# got that malware thing again.............



## bob1961 (Jun 14, 2010)

this time i took a print screen before i had close it....








this was all i could get as i had to click stuff fast to close it down before it did what it does....it popped up as soon i got on the forum this time without clicking on any forum thread or anything....it brought me to my desktop and off the forum here....i couldn't find the report link to send it................bob

....


----------



## rbranstner (Jun 14, 2010)

I just got the same message at 7:00 PM CST. I was just sitting reading a post and it popped up.


----------



## garyt (Jun 14, 2010)

Try malwarebytes.org, free download


----------



## TulsaJeff (Jun 14, 2010)

Sorry guys.. we were running a test with the ad network who says they have completely fixed the previous problem. Apparently it's not fixed.

I will get right on this.


----------



## TulsaJeff (Jun 14, 2010)

bob1961 said:


> this time i took a print screen before i had close it....
> 
> 
> 
> ...


Bob.. you did good. Thank you for reporting this. You would think these ad networks could have a better handle on the ads that they serve.. geez Louise!!!!


----------



## danielh (Jun 14, 2010)

I just got one as well, first time I've seen it.


----------



## smokey paul (Jun 14, 2010)

Hay I wanted to see if the little "toy" climbed up the rocks...

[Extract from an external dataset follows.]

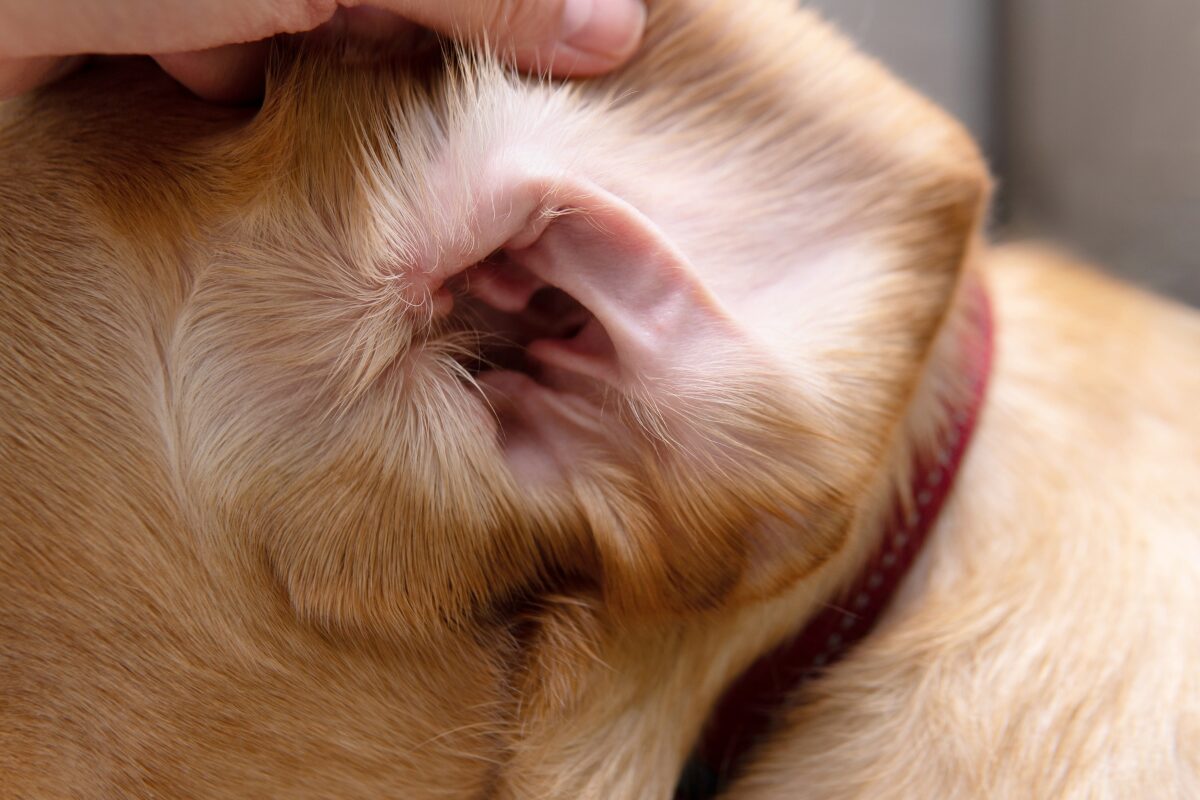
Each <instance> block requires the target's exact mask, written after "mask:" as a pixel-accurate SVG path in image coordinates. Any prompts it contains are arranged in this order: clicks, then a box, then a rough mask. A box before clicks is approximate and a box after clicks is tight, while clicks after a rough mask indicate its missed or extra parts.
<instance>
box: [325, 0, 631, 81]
mask: <svg viewBox="0 0 1200 800" xmlns="http://www.w3.org/2000/svg"><path fill="white" fill-rule="evenodd" d="M356 2H358V0H352V2H349V4H347V5H352V4H356ZM371 2H372V5H376V6H379V7H384V8H386V10H389V11H394V12H396V13H398V14H402V16H404V17H408V18H410V19H414V20H416V22H419V23H421V24H422V25H427V26H428V28H432V29H434V30H438V31H440V32H443V34H449V35H451V36H455V37H457V38H462V40H468V41H478V40H486V41H487V42H488V43H491V44H492V46H493V47H494V48H496V49H497V52H499V53H502V54H504V55H511V58H512V59H514V61H515V62H516V64H517V66H520V67H522V68H526V70H536V71H546V72H550V73H551V74H557V76H565V74H576V76H587V74H596V73H599V72H606V71H608V70H612V68H613V67H616V66H618V65H620V64H622V62H623V61H625V60H626V59H628V58H629V56H630V55H631V54H632V52H634V49H635V48H636V47H637V44H638V42H640V41H641V37H642V30H643V28H644V26H646V6H644V4H643V2H641V0H485V1H481V0H371Z"/></svg>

Darn, I never get the malware on my computer (knock on woood) LOL

Hows the weather Jeff I saw they had waring out for your area.

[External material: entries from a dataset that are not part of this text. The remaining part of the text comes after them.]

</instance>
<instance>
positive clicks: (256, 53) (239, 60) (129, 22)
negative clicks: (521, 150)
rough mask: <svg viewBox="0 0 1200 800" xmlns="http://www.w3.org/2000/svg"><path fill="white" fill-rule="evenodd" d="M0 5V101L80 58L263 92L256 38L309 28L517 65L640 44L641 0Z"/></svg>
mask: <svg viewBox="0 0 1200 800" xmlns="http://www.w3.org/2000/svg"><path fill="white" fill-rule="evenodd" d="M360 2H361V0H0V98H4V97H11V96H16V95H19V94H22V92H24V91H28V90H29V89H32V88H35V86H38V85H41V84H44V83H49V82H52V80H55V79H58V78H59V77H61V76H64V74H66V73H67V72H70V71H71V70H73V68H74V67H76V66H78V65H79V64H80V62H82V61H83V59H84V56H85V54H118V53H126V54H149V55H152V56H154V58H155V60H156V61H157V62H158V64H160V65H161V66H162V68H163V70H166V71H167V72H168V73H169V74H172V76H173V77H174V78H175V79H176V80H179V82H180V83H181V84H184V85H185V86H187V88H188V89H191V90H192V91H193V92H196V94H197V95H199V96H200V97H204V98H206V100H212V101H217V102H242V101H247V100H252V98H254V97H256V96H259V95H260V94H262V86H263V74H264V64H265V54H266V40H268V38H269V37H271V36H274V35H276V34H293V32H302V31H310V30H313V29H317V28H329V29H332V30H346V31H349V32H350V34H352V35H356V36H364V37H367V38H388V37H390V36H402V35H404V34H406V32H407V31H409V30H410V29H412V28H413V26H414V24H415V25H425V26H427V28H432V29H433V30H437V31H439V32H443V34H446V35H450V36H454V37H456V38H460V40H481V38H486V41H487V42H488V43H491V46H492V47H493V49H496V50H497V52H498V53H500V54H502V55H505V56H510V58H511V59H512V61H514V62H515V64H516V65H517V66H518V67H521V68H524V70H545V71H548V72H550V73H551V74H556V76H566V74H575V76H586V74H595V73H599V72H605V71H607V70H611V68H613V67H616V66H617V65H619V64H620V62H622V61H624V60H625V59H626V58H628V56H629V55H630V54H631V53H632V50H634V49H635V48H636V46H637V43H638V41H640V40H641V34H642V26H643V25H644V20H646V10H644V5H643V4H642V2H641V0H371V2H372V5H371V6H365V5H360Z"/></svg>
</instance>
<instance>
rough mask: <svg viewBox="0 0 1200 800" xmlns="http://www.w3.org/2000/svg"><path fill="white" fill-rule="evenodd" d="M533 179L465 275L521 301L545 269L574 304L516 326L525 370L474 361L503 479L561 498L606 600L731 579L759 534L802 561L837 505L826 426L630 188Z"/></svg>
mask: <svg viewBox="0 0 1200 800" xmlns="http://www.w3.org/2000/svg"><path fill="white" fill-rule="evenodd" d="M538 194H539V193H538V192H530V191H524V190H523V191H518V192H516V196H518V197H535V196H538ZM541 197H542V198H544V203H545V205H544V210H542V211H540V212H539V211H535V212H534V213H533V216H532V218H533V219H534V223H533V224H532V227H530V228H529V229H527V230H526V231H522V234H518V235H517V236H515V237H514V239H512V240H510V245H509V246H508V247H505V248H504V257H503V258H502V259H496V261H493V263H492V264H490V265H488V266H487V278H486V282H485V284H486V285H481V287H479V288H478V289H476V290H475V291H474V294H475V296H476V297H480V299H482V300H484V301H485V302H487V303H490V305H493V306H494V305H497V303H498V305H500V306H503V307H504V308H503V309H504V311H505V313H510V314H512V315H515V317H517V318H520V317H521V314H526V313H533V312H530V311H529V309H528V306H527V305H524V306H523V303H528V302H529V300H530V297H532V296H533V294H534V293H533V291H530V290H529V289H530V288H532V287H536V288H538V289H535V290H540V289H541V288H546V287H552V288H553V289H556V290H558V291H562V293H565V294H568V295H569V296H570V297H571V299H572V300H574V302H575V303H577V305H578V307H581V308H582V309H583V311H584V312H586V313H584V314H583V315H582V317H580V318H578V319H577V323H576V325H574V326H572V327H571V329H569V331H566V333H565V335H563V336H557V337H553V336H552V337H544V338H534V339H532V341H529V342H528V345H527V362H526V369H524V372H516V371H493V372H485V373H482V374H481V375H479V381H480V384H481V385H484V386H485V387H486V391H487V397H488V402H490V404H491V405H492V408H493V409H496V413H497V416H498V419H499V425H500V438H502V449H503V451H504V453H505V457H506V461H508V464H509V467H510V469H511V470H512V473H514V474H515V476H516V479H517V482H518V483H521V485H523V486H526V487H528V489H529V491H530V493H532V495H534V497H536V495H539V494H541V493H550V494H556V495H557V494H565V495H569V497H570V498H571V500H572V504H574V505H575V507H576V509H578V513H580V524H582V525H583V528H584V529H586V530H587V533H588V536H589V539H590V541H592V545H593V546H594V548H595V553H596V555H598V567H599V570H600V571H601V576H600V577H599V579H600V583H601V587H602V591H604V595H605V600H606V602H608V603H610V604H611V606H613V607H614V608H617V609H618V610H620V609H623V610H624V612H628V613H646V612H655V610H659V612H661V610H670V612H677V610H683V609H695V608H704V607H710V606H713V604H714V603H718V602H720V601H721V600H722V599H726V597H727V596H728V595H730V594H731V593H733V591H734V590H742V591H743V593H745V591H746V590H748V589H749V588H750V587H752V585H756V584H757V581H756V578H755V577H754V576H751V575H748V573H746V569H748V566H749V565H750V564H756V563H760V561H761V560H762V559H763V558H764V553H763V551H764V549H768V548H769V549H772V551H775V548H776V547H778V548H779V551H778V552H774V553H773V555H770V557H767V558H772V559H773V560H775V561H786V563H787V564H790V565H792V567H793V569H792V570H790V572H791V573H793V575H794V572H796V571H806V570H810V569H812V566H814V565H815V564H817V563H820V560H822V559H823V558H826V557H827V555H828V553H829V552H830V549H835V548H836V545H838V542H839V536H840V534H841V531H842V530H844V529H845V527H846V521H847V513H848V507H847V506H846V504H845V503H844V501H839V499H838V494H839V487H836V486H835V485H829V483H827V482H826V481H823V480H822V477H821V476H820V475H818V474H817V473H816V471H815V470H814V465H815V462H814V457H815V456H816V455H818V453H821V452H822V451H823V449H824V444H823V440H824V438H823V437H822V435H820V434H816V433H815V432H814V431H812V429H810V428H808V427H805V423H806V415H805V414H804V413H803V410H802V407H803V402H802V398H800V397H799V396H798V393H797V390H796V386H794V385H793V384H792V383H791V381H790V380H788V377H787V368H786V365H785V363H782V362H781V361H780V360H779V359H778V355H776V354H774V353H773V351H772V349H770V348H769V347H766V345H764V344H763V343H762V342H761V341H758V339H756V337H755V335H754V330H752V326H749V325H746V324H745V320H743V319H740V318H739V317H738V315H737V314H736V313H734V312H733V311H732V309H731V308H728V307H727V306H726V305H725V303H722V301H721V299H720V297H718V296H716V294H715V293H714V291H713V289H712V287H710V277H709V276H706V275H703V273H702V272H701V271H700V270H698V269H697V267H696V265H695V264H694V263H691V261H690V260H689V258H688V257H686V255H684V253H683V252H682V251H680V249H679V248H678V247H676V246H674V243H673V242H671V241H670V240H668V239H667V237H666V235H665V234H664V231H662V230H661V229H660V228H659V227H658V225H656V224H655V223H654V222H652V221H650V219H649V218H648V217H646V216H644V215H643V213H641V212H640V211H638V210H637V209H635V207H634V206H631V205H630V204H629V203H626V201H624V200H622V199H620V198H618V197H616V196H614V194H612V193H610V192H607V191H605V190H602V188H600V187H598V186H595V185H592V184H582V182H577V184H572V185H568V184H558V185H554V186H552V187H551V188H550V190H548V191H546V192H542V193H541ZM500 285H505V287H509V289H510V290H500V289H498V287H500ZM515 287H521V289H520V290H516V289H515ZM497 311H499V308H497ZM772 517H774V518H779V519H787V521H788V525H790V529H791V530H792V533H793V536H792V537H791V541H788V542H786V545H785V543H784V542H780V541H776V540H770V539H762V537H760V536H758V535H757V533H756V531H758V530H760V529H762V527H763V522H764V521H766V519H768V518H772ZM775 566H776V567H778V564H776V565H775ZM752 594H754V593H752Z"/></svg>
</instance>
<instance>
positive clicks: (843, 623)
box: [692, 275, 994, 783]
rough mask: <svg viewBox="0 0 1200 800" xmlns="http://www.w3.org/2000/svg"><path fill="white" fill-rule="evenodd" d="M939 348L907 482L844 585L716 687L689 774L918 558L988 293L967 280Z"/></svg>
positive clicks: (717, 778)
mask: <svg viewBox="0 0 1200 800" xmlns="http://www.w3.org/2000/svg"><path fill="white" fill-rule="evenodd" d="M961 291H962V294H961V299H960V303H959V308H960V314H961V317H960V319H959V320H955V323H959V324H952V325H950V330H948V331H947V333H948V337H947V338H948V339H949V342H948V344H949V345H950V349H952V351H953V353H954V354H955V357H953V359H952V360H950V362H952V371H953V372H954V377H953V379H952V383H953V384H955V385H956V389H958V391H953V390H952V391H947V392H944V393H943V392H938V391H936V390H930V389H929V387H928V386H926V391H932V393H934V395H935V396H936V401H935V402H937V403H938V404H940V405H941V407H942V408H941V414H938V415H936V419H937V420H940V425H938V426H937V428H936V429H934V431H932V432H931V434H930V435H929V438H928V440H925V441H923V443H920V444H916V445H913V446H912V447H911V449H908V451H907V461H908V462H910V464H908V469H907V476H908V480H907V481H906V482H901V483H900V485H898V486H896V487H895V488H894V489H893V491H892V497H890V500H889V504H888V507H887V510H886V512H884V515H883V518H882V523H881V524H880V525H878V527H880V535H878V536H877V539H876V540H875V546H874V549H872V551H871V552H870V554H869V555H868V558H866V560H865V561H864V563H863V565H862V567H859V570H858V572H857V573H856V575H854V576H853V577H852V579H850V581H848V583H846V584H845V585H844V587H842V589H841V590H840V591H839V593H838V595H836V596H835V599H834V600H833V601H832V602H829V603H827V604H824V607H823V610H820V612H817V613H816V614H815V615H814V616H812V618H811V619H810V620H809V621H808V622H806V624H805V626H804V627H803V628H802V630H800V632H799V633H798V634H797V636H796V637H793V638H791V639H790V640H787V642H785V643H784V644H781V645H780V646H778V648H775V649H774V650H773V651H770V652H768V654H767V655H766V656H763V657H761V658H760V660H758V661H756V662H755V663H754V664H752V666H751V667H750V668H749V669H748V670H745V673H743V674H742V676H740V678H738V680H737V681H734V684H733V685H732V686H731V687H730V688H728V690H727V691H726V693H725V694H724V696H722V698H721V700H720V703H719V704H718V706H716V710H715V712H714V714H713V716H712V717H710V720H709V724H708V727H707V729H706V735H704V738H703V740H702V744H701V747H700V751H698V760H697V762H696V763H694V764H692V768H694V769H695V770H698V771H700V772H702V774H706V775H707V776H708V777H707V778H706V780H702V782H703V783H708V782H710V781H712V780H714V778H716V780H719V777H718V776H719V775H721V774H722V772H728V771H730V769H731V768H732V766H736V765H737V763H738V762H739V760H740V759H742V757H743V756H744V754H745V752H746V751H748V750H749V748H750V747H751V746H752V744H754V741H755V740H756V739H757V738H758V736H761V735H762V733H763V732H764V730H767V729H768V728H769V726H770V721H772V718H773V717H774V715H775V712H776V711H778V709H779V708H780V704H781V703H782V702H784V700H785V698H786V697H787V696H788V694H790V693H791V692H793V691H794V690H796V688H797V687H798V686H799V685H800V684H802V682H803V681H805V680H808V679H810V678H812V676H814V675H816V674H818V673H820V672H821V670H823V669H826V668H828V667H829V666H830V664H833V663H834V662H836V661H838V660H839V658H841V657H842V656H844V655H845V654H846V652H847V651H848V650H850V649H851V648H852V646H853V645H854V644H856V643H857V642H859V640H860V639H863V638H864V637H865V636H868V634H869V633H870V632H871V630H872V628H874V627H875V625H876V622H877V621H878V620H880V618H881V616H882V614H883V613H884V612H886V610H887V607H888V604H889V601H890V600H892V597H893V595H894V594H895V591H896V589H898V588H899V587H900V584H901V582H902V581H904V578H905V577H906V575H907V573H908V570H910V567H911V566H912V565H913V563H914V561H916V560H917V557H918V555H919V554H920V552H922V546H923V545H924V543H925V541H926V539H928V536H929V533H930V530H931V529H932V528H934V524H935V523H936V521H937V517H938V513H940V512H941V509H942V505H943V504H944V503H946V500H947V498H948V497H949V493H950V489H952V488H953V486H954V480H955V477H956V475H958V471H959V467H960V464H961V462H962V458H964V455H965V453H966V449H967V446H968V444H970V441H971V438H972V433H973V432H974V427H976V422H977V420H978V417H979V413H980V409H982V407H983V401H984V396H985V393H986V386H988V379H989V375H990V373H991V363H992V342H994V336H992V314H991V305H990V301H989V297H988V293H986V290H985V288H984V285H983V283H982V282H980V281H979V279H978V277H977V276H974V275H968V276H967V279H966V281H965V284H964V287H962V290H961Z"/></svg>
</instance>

By the way the wife wanted me to ask if you know Paul James, The Gardener Guy???

We watched him on the HGTV before they changed him to 4:00 am here in the PST area.

Good luck on getting the ads going again, I know the income is good for the forum./.


----------



## TulsaJeff (Jun 15, 2010)

Thanks for asking... the rain has been crazy and yes we have major flooding everywhere. I had almost 3 feet of water over my road and driveway yesterday morning and me and my 4 wheel drive had to shoot across the pasture just to get to the main road.

I still haven't found my 2 garbage bins.. they must have floated away down the creek that runs next to my house.. Should have wrote my name on them for sure!!

Anyway.. not so bad today. Been dry so far and the creek has receded almost back to normal.

As far as knowing Paul James the Gardener Guy.. I don't know him personally but he does live in this area. Wouldn't be surprised to see him in Lowes or Home Depot sometime.


----------



## smokey paul (Jun 18, 2010)

Thanks Jeff, Just found you answer this mesg. I guess i missed it when you did..

Hope the rain and water have found a new home and you are drying out.


----------